Es cierto que hubo algunos comportamientos que me inclinaron hacia esta decisión. Supongo que de no haber concurrido, en este momento estaría redactando algún testamento en vez de confesando mis faltas. Recuerde que quien me extorsionaba, amenazaba y vejaba hasta hacerme temer por mi vida pertenecía al cuerpo cuya misión era protegerme. La primera idea que a uno se le viene a la cabeza ante un problema similar es acudir a la policía: yo no podía hacerlo. La actitud poco honesta del abogado de Torino, capaz, entre otras acciones, de comprar a un jurado, tampoco nos ofrecía ningún ejemplo edificante: sabía que jugábamos con alguien que empleaba dados trucados…

Sin embargo, cada uno debe ser responsable de sus propios actos. Al menos, los míos fueron llevados a cabo trabajando de paisano y no como abogado. Sé (ahora lo sé) que me faltó altura de miras para pasar por encima de los juegos de artificios y recordar el tacto sutil de los códigos, siempre frescos; el peso de una toga o la voz de la conciencia.

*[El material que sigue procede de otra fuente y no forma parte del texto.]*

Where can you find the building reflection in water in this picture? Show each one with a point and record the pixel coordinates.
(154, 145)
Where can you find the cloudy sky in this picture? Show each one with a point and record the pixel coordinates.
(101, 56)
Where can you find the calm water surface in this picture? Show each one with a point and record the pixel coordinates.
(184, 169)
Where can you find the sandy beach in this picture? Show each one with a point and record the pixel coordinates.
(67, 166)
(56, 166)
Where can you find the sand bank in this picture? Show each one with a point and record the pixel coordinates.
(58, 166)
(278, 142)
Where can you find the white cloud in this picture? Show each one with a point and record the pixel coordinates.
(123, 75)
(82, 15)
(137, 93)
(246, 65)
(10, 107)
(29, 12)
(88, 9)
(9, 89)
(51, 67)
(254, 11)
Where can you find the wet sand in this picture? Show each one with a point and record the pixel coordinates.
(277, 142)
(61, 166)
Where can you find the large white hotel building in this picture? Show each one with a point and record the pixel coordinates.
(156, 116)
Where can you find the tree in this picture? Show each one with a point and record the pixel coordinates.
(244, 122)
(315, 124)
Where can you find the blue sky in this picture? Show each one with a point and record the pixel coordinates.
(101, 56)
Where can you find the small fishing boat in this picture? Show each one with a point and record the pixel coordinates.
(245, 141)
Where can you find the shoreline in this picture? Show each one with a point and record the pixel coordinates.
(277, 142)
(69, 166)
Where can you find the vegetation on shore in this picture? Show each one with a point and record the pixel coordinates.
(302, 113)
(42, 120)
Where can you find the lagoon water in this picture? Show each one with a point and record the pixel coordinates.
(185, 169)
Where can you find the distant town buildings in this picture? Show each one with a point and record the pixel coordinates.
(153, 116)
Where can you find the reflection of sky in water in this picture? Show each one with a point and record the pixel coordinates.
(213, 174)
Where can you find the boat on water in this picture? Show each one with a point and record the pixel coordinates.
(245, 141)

De niño, tenía una panda de tres amigos. Uno ambicionaba ser médico y siempre andaba diseccionando los bichos que recogíamos en el bosque; otro soñaba con levantar edificios inmensos, mirando al sol. El tercero quería ser bombero: era fuerte y valiente. Solía hacernos subir a un árbol para luego rescatarnos: haciéndolo conmigo, que estaba bastante gordo, se rompió un brazo. «¿Y tú que serás de mayor, Efrén?», me preguntó mientras le escayolaban. «Yo seré abogado», le dije, «y llevaré una capa negra de justiciero para proteger a los que no pueden hacerlo solos». Eso es lo que he hecho en esta ocasión: ejercer de justiciero. Lo malo es que, desde que entré en la facultad, he sabido que la profesión de abogado es opuesta a la de justiciero. En ella, la violencia no es indicio de valor; ni la mentira te termina dando la razón.

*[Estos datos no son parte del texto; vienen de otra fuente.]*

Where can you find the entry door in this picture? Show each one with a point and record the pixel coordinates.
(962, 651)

He aprendido mucho en estos meses. Cosas sobre mí mismo y cosas sobre la justicia. Cuando esto empezó era un pimpollo inocente, amante de la ley y del orden. Un amante de libro. Como verá, he perdido la inocencia. Sin embargo, ahora creo más en la justicia. Por eso, me duele verme obligado a dejar mi profesión. La justicia, como cualquier nombre conjugado en humano, no es perfecta. Ni lo pretende. Pero, sin ella, este mundo sería mucho peor.

Puede que no lo crea, pero es la pura verdad: lo siento. Estoy avergonzado. Usted estaba en lo cierto y yo equivocado.

Queda a su disposición su más ferviente servidor, que hubiera querido ser un buen abogado.